Comparison of Idiographic, Nomothetic, and Nomothetic–Idiographic Model Performance for Negative Affect, Sadness, Anger, and Nervousness Using Random Forest and Elastic Net

		Nomothetic Group-Level Performance			Nomothetic Per-Participant Performance			Idiographic
		R²	R	RMSE	R²	R² range	RMSE	R²	R² range	RMSE
Negative Affect	Random Forest	.38	.62	0.55	.10 (.10)	.00; .41 Sig.n=53/97	0.52 (0.22)	.10 (.12)	.00; .47 Sig.n=42/97	0.47 (0.20)
	Elastic net	.17	.41	0.64	.11 (.09)	.00; .39 Sig.n=56/97	0.61 (0.27)	.10 (.12)	.00; .53 Sig.n=47/97	0.48 (0.20)
Sad	Random Forest	.33	.58	0.75	.10 (.12)	.00; 0.53 Sig.n=48/97	0.73 (0.27)	.10 (.13)	.00; .46 Sig.n=38/94	0.68 (0.22)
	Elastic net	.14	.37	0.85	.09 (.09)	.00; .42 Sig.n=51/97	0.82 (0.32)	.10 (.11)	.00; .51 Sig.n=46/94	0.69 (0.23)
Angry	Random Forest	.20	.45	.69	.09 (.12)	.00; .69 Sig.n=37/90	0.63 (0.33)	.06 (.07)	.00; .33 Sig.n=27/85	0.64 (0.29)
	Elastic net	.13	.36	.72	.07 (.07)	.00; .45 Sig.n=49/90	0.88 (0.32)	.07 (.08)	.00; .43 Sig.n=39/85	0.66 (0.31)
Nervous	Random Forest	.24	.49	.85	.06 (.08)	.00; .44 Sig.n=33/95	0.81 (0.29)	.08 (.12)	.00; 0.71 Sig.n=33/94	0.75 (0.27)
	Elastic net	.11	.33	.92	.07 (.07)	.00; .35 Sig.n=42/95	0.88 (0.33)	.09 (.12)	.00; 0.84 Sig.n=43/94	0.76 (0.29)

Open in a new tab

The group-level nomothetic model performed well, with R² values ranging from 0.11 to 0.38. However, when evaluated separately for each participant – which is critical given the ultimate goal of tracking fluctuations in emotions within individuals – nomothetic model performance decreased substantially. Mean R² values fell between 0.06 and 0.11, with considerable variability in predictive accuracy across participants. For example, when predicting mean negative affect (NA), individual R² values ranged from 0.00 to 0.41, demonstrating that while text features explained little to no variability in NA for some, they accounted for a large proportion of variability in others.

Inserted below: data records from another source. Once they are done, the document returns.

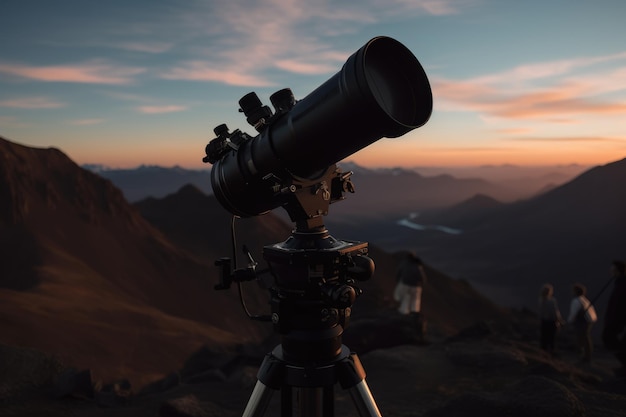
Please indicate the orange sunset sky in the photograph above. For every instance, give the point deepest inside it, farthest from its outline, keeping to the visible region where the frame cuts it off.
(130, 83)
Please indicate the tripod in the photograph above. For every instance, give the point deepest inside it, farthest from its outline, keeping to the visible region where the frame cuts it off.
(312, 294)
(311, 315)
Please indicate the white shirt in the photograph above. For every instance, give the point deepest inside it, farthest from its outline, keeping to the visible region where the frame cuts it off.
(578, 303)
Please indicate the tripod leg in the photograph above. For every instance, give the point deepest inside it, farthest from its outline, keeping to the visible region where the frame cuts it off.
(259, 400)
(363, 400)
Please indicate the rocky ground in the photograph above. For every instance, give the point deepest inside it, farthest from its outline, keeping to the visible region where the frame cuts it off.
(494, 368)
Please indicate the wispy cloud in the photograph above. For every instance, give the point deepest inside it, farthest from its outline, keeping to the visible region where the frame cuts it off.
(545, 139)
(205, 71)
(11, 122)
(31, 103)
(93, 72)
(550, 91)
(86, 122)
(275, 38)
(160, 109)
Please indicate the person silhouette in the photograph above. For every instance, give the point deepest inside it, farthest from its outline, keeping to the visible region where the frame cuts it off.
(550, 318)
(614, 327)
(582, 316)
(411, 278)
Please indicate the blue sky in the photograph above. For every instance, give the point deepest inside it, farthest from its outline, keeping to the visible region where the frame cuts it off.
(124, 83)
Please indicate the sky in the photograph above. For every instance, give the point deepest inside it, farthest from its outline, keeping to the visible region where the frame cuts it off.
(124, 83)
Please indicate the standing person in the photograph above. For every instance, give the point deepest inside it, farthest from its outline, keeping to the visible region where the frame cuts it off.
(411, 278)
(550, 318)
(582, 315)
(615, 317)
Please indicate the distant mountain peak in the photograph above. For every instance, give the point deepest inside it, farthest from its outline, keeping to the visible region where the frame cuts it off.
(35, 181)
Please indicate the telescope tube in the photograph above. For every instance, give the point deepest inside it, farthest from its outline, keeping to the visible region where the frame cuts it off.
(381, 91)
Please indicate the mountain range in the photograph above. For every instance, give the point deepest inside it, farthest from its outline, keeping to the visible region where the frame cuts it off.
(568, 234)
(128, 290)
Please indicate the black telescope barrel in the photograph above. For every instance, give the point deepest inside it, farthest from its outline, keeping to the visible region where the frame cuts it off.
(381, 91)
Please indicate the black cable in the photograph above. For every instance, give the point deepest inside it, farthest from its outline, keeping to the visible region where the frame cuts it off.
(239, 286)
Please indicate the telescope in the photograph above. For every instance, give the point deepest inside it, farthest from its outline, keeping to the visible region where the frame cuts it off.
(381, 91)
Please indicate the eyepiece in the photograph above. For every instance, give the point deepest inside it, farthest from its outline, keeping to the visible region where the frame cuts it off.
(381, 91)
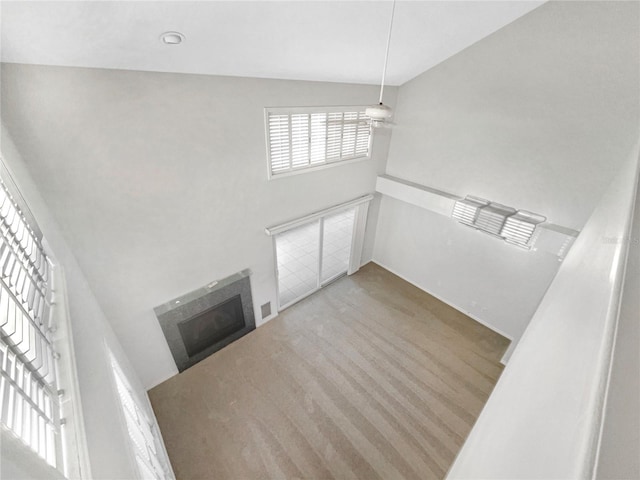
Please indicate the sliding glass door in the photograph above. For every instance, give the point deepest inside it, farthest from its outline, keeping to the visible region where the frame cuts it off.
(313, 254)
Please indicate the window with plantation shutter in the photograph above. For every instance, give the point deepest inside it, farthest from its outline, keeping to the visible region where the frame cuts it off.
(29, 402)
(302, 138)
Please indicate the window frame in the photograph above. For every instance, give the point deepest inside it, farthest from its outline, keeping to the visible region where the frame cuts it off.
(326, 163)
(72, 458)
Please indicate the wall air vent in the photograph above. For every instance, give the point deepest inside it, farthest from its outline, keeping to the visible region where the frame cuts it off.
(514, 226)
(466, 210)
(519, 228)
(492, 218)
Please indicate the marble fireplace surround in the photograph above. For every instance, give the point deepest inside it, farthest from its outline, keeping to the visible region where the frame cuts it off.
(188, 306)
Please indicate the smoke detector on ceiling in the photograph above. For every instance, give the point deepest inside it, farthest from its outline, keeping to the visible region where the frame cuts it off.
(172, 38)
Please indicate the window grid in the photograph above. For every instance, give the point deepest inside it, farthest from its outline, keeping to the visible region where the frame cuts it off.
(306, 137)
(29, 405)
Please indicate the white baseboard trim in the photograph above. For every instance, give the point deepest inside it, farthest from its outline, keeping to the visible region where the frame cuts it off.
(512, 345)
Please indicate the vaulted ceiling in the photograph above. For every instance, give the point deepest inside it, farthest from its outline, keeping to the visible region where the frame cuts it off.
(338, 41)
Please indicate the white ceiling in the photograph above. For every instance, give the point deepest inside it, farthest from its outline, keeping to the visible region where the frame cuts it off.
(339, 41)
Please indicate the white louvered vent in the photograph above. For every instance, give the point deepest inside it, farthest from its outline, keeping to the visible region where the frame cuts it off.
(514, 226)
(305, 137)
(519, 228)
(492, 217)
(466, 210)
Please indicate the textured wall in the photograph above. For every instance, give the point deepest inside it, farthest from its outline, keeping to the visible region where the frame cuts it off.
(159, 182)
(538, 116)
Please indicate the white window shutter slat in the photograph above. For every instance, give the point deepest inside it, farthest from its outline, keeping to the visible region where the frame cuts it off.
(306, 137)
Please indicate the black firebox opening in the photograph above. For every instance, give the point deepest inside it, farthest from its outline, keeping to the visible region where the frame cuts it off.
(211, 326)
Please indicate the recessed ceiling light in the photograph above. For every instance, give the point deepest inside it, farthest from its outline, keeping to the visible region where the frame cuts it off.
(172, 38)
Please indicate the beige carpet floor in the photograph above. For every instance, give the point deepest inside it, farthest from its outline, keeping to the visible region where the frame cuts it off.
(370, 378)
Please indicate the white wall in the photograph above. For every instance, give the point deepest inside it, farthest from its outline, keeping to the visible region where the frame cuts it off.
(536, 116)
(619, 452)
(159, 182)
(107, 440)
(543, 419)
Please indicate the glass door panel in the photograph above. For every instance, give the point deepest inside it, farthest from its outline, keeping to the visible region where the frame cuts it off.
(336, 244)
(297, 253)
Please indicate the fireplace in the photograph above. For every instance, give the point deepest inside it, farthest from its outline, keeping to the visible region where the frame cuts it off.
(202, 322)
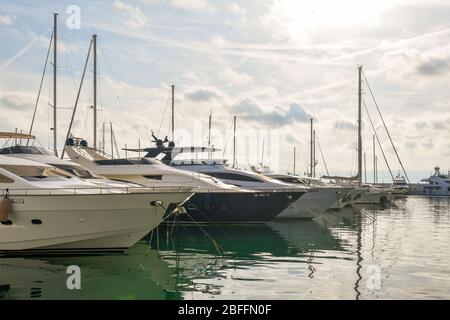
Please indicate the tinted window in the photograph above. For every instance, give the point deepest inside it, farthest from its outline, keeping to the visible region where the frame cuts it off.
(232, 176)
(24, 150)
(119, 162)
(154, 177)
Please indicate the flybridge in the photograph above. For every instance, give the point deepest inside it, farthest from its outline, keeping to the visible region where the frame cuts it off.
(167, 153)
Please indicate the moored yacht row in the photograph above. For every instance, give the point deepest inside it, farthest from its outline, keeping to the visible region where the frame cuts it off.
(95, 201)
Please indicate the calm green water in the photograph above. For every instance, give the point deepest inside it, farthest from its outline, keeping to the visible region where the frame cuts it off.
(398, 252)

See Table 2 for results for the specific negative emotions of sadness, anger, and nervousness.

Model performance: Idiographic Approach

The idiographic approach (separate models for each individual) showed similar average performance to the nomothetic approach, with mean R² values ranging from 0.06 to 0.10. However, the idiographic approach demonstrated better performance in terms of root mean squared error (RMSE) (0.47 to 0.76) compared to the nomothetic model (0.52 to 0.88), suggesting lower prediction error. Fig. 1 displays the relationship between predicted and observed (actual) NA ratings using person-specific (idiographic) models. Each colored line represents an individual participant’s predicted estimates (y-axis) across different levels of actual NA (x-axis). While the overall trend, represented by the dashed black line, suggests a generally positive relationship between predicted and actual ratings, indicating that the models capture meaningful within-person fluctuations in NA, there were large between-person differences in the strength of these associations.

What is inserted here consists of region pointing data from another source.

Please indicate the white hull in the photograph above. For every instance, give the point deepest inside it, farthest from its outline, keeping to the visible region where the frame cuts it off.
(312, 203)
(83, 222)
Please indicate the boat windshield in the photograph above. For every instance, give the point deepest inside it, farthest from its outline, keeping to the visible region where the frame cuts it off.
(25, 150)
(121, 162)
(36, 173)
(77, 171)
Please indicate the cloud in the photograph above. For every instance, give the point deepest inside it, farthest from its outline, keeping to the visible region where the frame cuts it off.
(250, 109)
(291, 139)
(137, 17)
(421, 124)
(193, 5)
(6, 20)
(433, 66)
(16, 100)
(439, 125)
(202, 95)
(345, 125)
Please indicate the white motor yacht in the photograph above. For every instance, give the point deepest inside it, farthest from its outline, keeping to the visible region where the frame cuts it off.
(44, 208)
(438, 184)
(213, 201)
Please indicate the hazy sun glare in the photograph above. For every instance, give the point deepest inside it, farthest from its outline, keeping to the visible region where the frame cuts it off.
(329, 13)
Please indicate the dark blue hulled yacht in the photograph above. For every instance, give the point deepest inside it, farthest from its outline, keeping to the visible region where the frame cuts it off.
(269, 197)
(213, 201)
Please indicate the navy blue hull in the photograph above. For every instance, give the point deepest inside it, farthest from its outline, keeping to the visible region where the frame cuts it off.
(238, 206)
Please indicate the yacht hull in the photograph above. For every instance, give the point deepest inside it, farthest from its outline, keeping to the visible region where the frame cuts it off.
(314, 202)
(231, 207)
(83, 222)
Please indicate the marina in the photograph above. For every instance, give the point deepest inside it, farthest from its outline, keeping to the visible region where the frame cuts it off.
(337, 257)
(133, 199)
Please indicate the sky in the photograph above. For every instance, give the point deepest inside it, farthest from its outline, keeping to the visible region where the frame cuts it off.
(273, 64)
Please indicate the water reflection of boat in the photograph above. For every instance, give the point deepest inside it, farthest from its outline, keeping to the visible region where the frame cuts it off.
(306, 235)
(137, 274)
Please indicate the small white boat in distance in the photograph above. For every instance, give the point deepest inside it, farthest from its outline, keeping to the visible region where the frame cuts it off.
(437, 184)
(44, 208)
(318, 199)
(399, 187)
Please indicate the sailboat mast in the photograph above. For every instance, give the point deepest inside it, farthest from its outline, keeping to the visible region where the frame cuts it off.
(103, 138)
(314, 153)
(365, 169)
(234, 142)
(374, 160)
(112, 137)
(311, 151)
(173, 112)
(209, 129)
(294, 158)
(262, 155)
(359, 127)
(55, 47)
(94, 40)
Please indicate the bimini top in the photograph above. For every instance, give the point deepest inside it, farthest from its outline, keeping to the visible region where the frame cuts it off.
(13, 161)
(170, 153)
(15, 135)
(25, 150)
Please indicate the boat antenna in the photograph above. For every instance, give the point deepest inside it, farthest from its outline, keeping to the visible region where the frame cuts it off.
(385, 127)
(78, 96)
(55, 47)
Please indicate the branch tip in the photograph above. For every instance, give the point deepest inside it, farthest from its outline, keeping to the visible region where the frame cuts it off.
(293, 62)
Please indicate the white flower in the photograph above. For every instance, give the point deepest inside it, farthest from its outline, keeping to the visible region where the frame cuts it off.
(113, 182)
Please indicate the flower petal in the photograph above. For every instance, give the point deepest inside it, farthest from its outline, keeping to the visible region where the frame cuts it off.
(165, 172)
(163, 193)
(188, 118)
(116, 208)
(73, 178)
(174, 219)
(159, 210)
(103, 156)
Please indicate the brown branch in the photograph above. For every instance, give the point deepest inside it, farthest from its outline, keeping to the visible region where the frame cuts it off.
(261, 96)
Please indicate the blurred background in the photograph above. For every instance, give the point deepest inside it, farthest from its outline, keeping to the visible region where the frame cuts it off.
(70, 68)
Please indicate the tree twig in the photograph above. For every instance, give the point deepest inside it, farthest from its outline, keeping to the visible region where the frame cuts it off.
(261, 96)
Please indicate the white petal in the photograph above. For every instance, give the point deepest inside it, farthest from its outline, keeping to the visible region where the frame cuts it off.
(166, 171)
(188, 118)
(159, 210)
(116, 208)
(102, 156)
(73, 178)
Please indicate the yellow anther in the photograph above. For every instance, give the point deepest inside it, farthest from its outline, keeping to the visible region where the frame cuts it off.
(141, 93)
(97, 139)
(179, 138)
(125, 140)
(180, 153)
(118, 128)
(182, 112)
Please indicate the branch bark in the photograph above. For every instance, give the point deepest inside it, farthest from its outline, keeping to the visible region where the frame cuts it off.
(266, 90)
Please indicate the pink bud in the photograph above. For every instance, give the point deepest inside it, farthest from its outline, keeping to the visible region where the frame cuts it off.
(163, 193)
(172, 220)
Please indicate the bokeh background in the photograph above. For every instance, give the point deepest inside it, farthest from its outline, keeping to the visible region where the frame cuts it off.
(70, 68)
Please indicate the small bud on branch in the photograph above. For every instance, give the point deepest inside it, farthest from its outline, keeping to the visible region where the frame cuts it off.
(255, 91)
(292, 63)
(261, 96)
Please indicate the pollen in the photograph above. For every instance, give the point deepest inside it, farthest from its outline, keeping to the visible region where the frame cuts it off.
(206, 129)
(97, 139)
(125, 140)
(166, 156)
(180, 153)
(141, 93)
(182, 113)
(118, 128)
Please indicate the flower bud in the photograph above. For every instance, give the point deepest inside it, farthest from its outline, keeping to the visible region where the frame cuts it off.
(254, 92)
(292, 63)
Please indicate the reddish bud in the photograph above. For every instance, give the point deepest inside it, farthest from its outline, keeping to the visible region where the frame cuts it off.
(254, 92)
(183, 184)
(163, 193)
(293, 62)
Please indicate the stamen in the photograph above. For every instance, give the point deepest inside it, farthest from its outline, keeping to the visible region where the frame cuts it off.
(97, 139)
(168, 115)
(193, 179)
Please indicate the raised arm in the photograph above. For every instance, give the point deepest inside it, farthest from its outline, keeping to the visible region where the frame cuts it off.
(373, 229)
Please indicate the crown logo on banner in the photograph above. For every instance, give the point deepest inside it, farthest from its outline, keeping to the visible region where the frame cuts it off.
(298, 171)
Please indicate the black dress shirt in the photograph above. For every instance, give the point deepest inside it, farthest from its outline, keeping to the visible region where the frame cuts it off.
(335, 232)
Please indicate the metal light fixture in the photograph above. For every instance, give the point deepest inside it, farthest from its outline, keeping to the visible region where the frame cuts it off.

The relationship between predicted and observed (actual) negative affect ratings using person-specific (idiographic) models. Panel (a) Random Forest (b) Elastic Net. Each colored line represents an individual participant’s predicted estimates (y axis) across different levels of actual negative affect (x axis).

Fig. 2 displays the substantial differences in model accuracy across individuals by showcasing examples of four high- vs low-accuracy person-specific models (figures for all other outcomes and for all participants for both the nomothetic and idiographic models are available on the Web app section “True vs. Predicted”).

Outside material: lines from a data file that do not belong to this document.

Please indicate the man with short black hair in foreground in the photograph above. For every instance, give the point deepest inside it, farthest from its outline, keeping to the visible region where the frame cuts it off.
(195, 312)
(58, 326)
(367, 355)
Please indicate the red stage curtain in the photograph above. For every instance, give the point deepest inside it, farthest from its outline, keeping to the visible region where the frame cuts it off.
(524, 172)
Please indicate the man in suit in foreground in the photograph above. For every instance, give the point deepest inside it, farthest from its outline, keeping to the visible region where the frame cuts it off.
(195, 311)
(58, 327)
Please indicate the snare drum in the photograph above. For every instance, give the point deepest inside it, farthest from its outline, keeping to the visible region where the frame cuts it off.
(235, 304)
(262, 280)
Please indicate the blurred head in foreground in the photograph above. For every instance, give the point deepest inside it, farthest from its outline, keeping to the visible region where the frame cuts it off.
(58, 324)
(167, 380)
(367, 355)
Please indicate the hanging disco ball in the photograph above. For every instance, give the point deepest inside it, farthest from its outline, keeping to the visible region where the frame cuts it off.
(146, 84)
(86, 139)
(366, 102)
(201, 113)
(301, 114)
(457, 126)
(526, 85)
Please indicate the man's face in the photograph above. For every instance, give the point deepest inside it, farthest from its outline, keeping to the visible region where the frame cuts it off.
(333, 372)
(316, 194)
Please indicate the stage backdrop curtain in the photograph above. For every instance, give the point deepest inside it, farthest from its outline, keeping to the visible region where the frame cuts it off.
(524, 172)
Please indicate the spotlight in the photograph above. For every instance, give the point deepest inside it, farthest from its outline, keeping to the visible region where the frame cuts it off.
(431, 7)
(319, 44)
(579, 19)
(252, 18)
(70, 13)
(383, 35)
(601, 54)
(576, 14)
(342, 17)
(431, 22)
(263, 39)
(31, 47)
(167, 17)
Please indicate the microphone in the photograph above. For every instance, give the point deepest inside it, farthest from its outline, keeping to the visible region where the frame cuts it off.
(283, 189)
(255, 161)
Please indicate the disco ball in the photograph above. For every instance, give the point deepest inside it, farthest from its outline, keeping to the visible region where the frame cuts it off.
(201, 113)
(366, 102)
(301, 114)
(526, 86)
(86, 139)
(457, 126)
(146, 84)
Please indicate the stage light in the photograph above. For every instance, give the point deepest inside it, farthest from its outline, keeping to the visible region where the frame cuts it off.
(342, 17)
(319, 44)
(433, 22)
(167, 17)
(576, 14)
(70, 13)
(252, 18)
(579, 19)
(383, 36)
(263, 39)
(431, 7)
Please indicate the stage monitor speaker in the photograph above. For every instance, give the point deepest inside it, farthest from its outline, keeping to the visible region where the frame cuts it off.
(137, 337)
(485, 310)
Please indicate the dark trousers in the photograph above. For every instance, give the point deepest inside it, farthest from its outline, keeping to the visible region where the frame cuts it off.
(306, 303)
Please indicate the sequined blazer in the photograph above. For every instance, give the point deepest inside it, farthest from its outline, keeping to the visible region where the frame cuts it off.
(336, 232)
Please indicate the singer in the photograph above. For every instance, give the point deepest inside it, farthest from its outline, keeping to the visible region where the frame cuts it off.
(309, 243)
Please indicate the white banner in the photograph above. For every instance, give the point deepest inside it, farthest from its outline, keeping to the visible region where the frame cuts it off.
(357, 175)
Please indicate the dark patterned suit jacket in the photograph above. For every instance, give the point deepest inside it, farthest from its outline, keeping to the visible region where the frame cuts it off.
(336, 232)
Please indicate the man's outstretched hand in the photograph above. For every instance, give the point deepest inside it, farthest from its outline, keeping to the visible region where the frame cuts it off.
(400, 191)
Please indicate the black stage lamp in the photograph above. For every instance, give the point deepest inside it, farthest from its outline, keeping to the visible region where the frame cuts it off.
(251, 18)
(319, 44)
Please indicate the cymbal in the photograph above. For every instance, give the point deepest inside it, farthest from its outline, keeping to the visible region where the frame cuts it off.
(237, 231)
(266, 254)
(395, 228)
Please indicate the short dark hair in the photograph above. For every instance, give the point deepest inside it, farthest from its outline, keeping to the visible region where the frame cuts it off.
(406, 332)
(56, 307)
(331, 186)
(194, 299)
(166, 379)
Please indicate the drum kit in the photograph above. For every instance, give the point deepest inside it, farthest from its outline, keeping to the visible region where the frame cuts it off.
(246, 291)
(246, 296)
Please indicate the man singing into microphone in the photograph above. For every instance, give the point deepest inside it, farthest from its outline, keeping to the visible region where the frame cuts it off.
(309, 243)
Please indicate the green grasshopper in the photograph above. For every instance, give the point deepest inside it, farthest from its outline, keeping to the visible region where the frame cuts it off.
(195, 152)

Examples of person-specific (idiographic) predictions of negative affect for high-performance (top panel) and low-performance (lower panel) models

Examining Between-Person Differences in Which Text Features Predict Negative Emotions

Fig. 3 illustrates the variability in feature importance by showing the top 10 text features from the four best-performing subject-specific random forest models predicting NA. These models are the same four high-accuracy models displayed in Fig. 2. The results show two types of variability between individuals: differences in model performance and, even among highly accurate models, differences in the text features that contribute to predicting NA. Critically, this visualization demonstrates how text features provide valuable contextual information. For example, one participant (K23541) exhibits more negative emotions when using words related to their family (“Family”), yet another (KTGF533) shows greater negative emotions when focusing on the past (“FocusPast”). Similarly, a different participant (KTGF528) expresses more negative emotions when writing about work-related topics (“Work”) but demonstrates less negativity when using words associated with acquiring objects, states, or goals that fulfill personal needs (“Acquire”). This rich information can be used to create person-specific profiles that enable us to identify the specific contexts in which negative emotions arise, providing insights that can be used to personalize interventions. A heatmap of the feature importance across participants and feature importance figures for each participant, outcome, and ML model are available on the Web app (“Feature importance heatmap” and “Feature importance per participant”). Details on the differences in predictive text features between high- and low-performing models can be found in the Supplement (Section S4 and Fig. S3).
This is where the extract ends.